Fly Ball Hits/Errors against Lilly in 2012
Let’s look at three reasons for his amazing start to 2012, as he bids to become the third Dodgers lefty starter in the last six seasons to start 6-0 (along with Fernando Valenzuela in 1981 and Kaz Ishii in 2002) tonight against the Diamondbacks.
First Things First
Lilly has had an unusual amount of success against opponents in the first pitch of an at-bat and it appears that he made a change in his pitching approach with regards to this.
Lilly has thrown a first-pitch strike 68 percent of the time, the fifth-best rate among major league starters entering Tuesday.
He’s also mixed up his approach to right-handed hitters.
From 2009 to 2011, Lilly would start off a right-handed hitter with a cutter or fastball about 70 percent of the time.

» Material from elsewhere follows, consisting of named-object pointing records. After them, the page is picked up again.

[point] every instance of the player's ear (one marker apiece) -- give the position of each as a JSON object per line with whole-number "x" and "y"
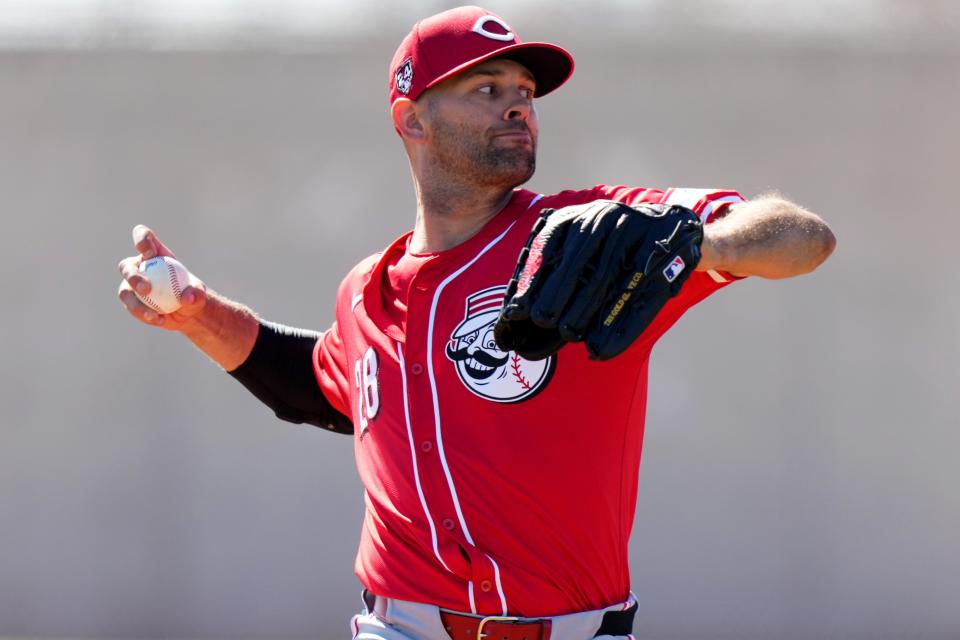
{"x": 406, "y": 119}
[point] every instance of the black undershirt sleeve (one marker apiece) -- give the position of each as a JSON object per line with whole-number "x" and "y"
{"x": 279, "y": 371}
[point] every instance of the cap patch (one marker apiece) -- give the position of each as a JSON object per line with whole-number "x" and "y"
{"x": 404, "y": 76}
{"x": 480, "y": 26}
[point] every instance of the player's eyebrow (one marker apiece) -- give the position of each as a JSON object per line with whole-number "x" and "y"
{"x": 470, "y": 73}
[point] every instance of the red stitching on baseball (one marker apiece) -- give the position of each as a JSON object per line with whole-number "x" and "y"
{"x": 174, "y": 281}
{"x": 517, "y": 374}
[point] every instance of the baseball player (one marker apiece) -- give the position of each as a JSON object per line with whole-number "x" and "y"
{"x": 500, "y": 487}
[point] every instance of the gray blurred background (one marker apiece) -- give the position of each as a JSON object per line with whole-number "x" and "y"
{"x": 799, "y": 476}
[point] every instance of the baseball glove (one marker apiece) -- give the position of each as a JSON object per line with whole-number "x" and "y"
{"x": 597, "y": 273}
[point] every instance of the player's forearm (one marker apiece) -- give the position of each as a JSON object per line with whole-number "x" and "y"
{"x": 224, "y": 330}
{"x": 767, "y": 237}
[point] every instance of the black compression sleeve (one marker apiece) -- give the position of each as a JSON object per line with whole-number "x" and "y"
{"x": 279, "y": 371}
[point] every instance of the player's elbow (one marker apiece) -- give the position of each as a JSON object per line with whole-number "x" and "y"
{"x": 820, "y": 242}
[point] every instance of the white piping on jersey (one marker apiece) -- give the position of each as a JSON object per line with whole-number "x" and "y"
{"x": 413, "y": 457}
{"x": 496, "y": 578}
{"x": 436, "y": 406}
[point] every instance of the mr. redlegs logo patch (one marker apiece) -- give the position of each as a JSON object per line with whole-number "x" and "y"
{"x": 500, "y": 376}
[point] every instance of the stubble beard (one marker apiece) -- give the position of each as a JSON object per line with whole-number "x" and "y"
{"x": 473, "y": 156}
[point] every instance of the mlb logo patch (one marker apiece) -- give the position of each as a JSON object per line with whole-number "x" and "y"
{"x": 674, "y": 269}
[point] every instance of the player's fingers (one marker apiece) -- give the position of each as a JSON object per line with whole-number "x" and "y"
{"x": 193, "y": 299}
{"x": 147, "y": 243}
{"x": 136, "y": 308}
{"x": 130, "y": 270}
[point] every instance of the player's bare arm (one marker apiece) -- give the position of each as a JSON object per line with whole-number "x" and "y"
{"x": 224, "y": 330}
{"x": 768, "y": 237}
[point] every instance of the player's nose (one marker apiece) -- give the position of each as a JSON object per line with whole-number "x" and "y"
{"x": 518, "y": 110}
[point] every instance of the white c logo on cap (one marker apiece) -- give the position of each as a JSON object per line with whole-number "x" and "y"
{"x": 481, "y": 23}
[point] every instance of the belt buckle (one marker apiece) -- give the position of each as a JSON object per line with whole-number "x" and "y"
{"x": 481, "y": 635}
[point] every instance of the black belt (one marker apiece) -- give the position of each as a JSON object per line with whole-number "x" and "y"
{"x": 463, "y": 626}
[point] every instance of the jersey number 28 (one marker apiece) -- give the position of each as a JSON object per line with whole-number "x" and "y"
{"x": 365, "y": 372}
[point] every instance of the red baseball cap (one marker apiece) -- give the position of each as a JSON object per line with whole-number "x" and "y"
{"x": 450, "y": 42}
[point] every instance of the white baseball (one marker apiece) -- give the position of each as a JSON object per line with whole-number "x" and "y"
{"x": 168, "y": 278}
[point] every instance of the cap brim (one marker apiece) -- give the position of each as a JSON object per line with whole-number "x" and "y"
{"x": 550, "y": 65}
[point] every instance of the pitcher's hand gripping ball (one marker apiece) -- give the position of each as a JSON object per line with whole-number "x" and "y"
{"x": 168, "y": 278}
{"x": 596, "y": 273}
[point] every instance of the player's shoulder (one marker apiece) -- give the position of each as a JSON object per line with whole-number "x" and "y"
{"x": 708, "y": 203}
{"x": 620, "y": 193}
{"x": 360, "y": 273}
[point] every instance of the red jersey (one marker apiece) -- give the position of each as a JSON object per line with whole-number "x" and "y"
{"x": 493, "y": 484}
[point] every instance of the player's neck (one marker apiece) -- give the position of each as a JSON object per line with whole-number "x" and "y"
{"x": 447, "y": 217}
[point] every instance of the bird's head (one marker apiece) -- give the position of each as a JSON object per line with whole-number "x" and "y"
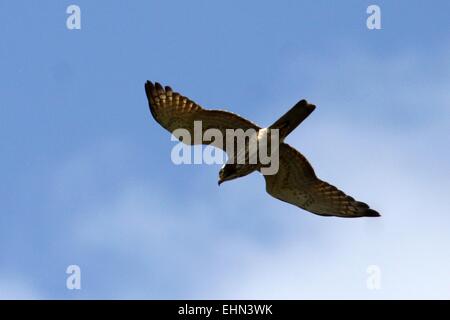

Now he’s making those hitters into guessers right off the bat, throwing the cutter and fastball only 55 percent of the time. The rest of the pitches the hitter sees are split among his three offspeed pitches, which he’s throwing for strikes at a 62 percent rate.
Is it working?
Righties are hitting .163 against Lilly this season They are 1-for-14 when hitting the first pitch and have a .211 on-base percentage when Lilly gets ahead 0-1. More significantly he’s yielded only one home run to the 138 he’s faced.
That’s a big difference from his past work. Right-handed hitters have averaged 22 home runs against Lilly over the last nine seasons.
The Dodgers Defense
The typical defense turns about 70 percent of batted balls into outs. Lilly’s defense has turned balls into outs at a 79 percent clip through his first seven starts.
What the Dodgers defense has done behind Lilly specifically is get to the fly balls that caused Lilly trouble last season.
Lilly allowed 32 fly-ball and popup hits that stayed in the ballpark last season. This season, he’s yielded only three.
The chart on the right shows the success that Lilly’s defenders have had at turning fly balls into outs. The spray chart atop this piece shows the volume of fly ball hits and errors by the Dodgers with Lilly on the mound, comparing last year to this year.
Lilly has been fortunate in a number of respects. The Dodgers have plied him with good run support. They’ve totaled 33 runs in his last four starts.
Additionally, Lilly may have gotten away with a few pitches that should have been crushed.
We can take our pitch data, provided by the Pitch F/X system in every major league ballpark, and divide it up by locations. The location in which a hitter performs best is middle-middle.
Think of the middle-middle pitch as the “5” key on a nine-key keypad. It is one that makes a hitters eyes light up.
Major league hitters are hitting .331 with a .581 slugging percentage against middle-middle pitches. These are the pitches often hit for doubles, triples and homers.
Even Clayton Kershaw has issues with middle-middle pitches. Opponents are 11-for-28 when he throws a middle-middle pitch this season.
Lilly has thrown 53 middle-middle pitches this season. They’ve resulted in 20 outs (18 on balls that were hit into play) and (so far) no base hits.